Personal information
- Full name: William Joseph Newing
- Born: 1 August 1892 Moonee Ponds, Victoria
- Died: 7 March 1970 (aged 77) Kew, Victoria
- Height: 185 cm (6 ft 1 in)
- Weight: 79 kg (174 lb)

Playing career^{1}
- Years: Club / Games (Goals)
- 1913: University / 5 (5)
- ^{1} Playing statistics correct to the end of 1913.

= Billy Newing =

Australian rules footballer (1892–1970)

William Joseph Newing (1 August 1892 - 7 March 1970) was an Australian rules footballer who played with University in the Victorian Football League (VFL) in 1913.

==Family==
The son of John Newing, and Mary Jane Newing (1859-1926), née Kernan, William Joseph Newing was born at Moonee Ponds, Victoria on 1 August 1892.

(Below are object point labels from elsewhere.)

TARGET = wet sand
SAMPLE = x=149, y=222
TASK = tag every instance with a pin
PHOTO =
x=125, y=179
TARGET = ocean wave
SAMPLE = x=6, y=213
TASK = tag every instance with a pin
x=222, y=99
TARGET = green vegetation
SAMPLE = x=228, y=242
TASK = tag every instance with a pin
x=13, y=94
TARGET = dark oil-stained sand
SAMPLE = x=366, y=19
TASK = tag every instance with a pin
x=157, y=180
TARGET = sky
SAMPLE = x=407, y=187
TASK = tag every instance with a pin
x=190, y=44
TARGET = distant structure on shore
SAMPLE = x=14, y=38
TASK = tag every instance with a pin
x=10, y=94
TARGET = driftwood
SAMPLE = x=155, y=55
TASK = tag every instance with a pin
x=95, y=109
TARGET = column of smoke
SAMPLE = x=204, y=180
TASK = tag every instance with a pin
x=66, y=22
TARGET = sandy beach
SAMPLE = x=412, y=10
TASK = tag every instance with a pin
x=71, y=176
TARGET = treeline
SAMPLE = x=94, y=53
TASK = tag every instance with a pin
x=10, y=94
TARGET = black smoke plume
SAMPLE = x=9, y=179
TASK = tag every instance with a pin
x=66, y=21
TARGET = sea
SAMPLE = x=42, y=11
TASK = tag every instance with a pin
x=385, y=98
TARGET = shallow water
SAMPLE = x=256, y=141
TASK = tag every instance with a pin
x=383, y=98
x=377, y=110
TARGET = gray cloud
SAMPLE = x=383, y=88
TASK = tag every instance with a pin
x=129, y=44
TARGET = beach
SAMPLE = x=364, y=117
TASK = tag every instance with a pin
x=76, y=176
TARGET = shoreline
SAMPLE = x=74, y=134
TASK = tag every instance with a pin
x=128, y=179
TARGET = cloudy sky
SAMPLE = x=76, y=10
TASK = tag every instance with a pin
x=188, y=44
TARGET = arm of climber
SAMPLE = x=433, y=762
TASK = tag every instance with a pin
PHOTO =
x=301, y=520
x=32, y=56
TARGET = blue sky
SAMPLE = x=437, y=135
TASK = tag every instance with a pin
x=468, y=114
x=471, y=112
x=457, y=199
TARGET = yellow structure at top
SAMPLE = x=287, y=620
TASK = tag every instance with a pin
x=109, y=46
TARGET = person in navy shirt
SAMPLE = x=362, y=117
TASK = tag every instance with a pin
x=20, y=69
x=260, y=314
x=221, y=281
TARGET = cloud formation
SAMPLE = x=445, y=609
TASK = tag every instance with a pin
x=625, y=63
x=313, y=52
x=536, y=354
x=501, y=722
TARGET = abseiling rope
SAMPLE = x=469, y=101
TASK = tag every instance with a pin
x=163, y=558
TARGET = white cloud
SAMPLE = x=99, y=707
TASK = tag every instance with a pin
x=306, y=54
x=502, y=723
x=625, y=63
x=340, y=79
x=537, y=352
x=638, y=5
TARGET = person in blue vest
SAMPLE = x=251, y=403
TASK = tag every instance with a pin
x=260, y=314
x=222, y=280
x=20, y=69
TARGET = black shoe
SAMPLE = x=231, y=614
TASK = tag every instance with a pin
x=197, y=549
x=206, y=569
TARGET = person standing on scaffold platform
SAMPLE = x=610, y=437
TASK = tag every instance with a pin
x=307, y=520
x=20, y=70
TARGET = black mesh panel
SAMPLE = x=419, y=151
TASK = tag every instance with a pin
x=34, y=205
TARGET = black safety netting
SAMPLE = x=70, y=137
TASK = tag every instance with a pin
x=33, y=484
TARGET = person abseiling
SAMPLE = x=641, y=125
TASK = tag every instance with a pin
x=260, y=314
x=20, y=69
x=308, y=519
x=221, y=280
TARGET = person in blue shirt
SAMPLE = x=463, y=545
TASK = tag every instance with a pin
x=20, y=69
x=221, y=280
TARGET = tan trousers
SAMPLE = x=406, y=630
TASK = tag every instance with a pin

He married Olivia Marguerite Byrne on 20 November 1922.

==Education==
Educated at the Christian Brothers College, in East St Kilda, he began his medical studies at the University of Melbourne in 1912, graduating Bachelor of Medicine and Bachelor of Surgery (MB BS), in absentia, on 20 December 1916.

==Football==
He played five games for the First XVIII of the Melbourne University Football Club in the VFL competition in 1913. His first match was against Fitzroy on 26 April 1913. and the last, against St Kilda on 5 July 1913. He was awarded a "half blue" for football.

==Cricket==
He played district cricket with Essendon Cricket Club (four matches, 1912–13 season) and with the Melbourne University Cricket Club (six matches, 1914–15 to 1916–17 seasons).

==Military service==
He enlisted in the First AIF on 26 November 1917, and served overseas (in France) as a Medical Officer in the Australian Army Medical Corps. He left Australia aboard HMAT (A32) on 28 January 1918, and returned to Australia aboard HMAT Anchises (A68), arriving in Melbourne on 22 September 1919.

==Medicine==
Upon graduation, he began his career as a Resident Medical Officer at the Melbourne Hospital; and, following his military service, he worked at St Vincent's Hospital, Melbourne:
Newing was educated at the Christian Brothers College, East St Kilda. In 1918, he enlisted in the Australian Army Medical Corps and served as a captain in France. At St Vincent’s Hospital in Melbourne, where he worked for over forty years, he was remembered as a tall, military-looking and distinguished figure. Being some seven or eight years older than his contemporaries—due to his career being interrupted by war service—his demonstrations of clinical findings made a strong impression on his students. His specialty was chest diseases, particularly pulmonary tuberculosis, from which he himself suffered as a consequence of his wartime experiences (Carolan, 2015, pp. 131–132).

===University Council===
For a number of years he was a member of the University Council of the University of Melbourne, representing "Medicine and Surgery".

===Victorian Tuberculosis Association===
He served as the President of the Victorian Division of the Australian Tuberculosis Association.

==Death==
He died at his home in Kew, Victoria on 7 March 1970.